Le sacré et le profane (1965)

1)Espace sacré et espace profane


A)Universalité du lieu et homogénéité du lieu
Pour l’homme religieux, l'espace n'est pas homogène, il présente des ruptures, des cassures : il y a
des portions d'espace qualitativement différentes des autres, il existe une terre sainte.
Il y a donc un espace sacré, et par conséquent « fort », significatif, et il y a d’autres espaces, non-
consacrés et partant sans structure ni consistance, pour tout dire : amorphes.
Par contre, pour l'expérience profane, l’espace est homogène et neutre : aucune rupture ne
différencie qualitativement les diverses parties de sa masse.

C’est cette rupture opérée dans l'espace qui permet la constitution du monde, car c’est elle qui
découvre le « point fixe », l'axe central de toute orientation future, qui permet la révélation d'une
réalité absolue, d’une ontologie du monde, qui s'oppose à la non-réalité de l'immense étendue
environnante.
On voit donc en quelle mesure la découverte de l’espace sacré a une valeur existentielle pour
l’homme religieux : rien ne peut commencer, se faire, sans une orientation préalable, et toute
orientation implique l’acquisition d’un point fixe, qui permet de s'orienter dans l’homogénéité
chaotique de l’espace profane, de « fonder le Monde » et de vivre réellement, car rien ne peut naître
dans le chaos.

Au contraire, l’expérience profane maintient l’homogénéité et donc la relativité de l’espace.


Toute vraie orientation disparaît, car le « point fixe » ne jouit plus d’un statut ontologique unique : il
apparaît et disparaît selon les nécessités quotidiennes.
À vrai dire, il n’y a plus de « Monde », mais seulement des fragments d’un univers brisé, masse
amorphe d’une infinité de « lieux » plus ou moins neutres où l’homme se meut, commandé par les
obligations de toute existence intégrée dans une société industrielle.

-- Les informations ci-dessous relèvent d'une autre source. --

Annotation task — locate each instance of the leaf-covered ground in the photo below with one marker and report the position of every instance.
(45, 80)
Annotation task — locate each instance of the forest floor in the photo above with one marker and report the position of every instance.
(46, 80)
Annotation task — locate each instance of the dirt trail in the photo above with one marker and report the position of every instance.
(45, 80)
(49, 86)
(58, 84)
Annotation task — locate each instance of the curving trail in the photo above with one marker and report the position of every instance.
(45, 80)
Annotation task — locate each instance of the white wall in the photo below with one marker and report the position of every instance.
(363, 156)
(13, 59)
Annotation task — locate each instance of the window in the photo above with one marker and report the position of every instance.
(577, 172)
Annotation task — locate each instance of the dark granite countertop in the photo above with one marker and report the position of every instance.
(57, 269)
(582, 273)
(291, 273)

Et pourtant, dans cette expérience de l’espace profane, continuent d'intervenir des valeurs qui
rappellent plus ou moins la non-homogénéité qui caractérise l'expérience religieuse de l’espace.
Il subsiste des endroits privilégiés, qualitativement différents des autres : le paysage natal, le site
des premières amours, ou une rue d’une ville étrangère visitée dans la jeunesse.
Tous ces lieux gardent, même pour l’homme le plus franchement non-religieux, une qualité
exceptionnelle, « unique » : ce sont les « lieux saints » de son Univers privé, comme si cet être non-
religieux avait eu la révélation d’une autre réalité que celle à laquelle il participe par son existence
quotidienne.

B)La hiérophanie par le signe


La hiérophanie (manifestation du sacré) se traduit généralement par des signes, des liens entre le
monde matériel et le monde supérieur, une Église par exemple est un signe, un lieu distinct
qualitativement permettant de rejoindre un lieu de transcendance.
C’est que le signe porteur de signification religieuse introduit un élément absolu et met fin à la
relativité et à la confusion, quelque chose qui n’appartient pas à ce monde-ci s’est manifesté d’une
manière apodictique (= universellement vraie).
Lorsque aucun signe ne se manifeste dans les alentours, on le provoque, on pratique, par exemple,
une sorte d’« evocatio » à l’aide des animaux.
Il s’agit en somme d’une évocation des forces ou figures sacrées, ayant comme but immédiat
l'orientation dans l’homogénéité de l’espace, on demande un signe pour mettre fin à la tension
provoquée par la relativité et à l'anxiété nourrie par la désorientation, en somme, pour trouver un
point d'appui absolu.

Le sacré est le réel par excellence, à la fois puissance, efficience, source de vie et de fécondité.
Le désir de l’homme religieux de vivre dans le sacré équivaut, en fait, à son désir de se situer dans
la réalité objective, de ne pas se laisser paralyser par la relativité sans fin des expériences purement
subjectives, de vivre dans un monde réel et efficient, et non pas dans une illusion.
Ce comportement se vérifie dans tous les plans de son existence, mais il est surtout évident dans le
désir de l’homme religieux de se mouvoir dans un monde sanctifié, c'est-à-dire dans un espace
sacré.
C’est pour cette raison que l’on a élaboré des techniques d'orientation, qui sont à proprement parler
techniques de constructions de l’espace sacré.
Mais il ne faut pas croire qu’il s’agit d’un travail humain, que c'est grâce à son effort que l’homme
réussit à consacrer un espace.
En réalité, le rituel par lequel il construit un espace sacré est efficient dans la mesure où il reproduit
l'œuvre des dieux en transformant le Chaos du lieu, en Cosmos.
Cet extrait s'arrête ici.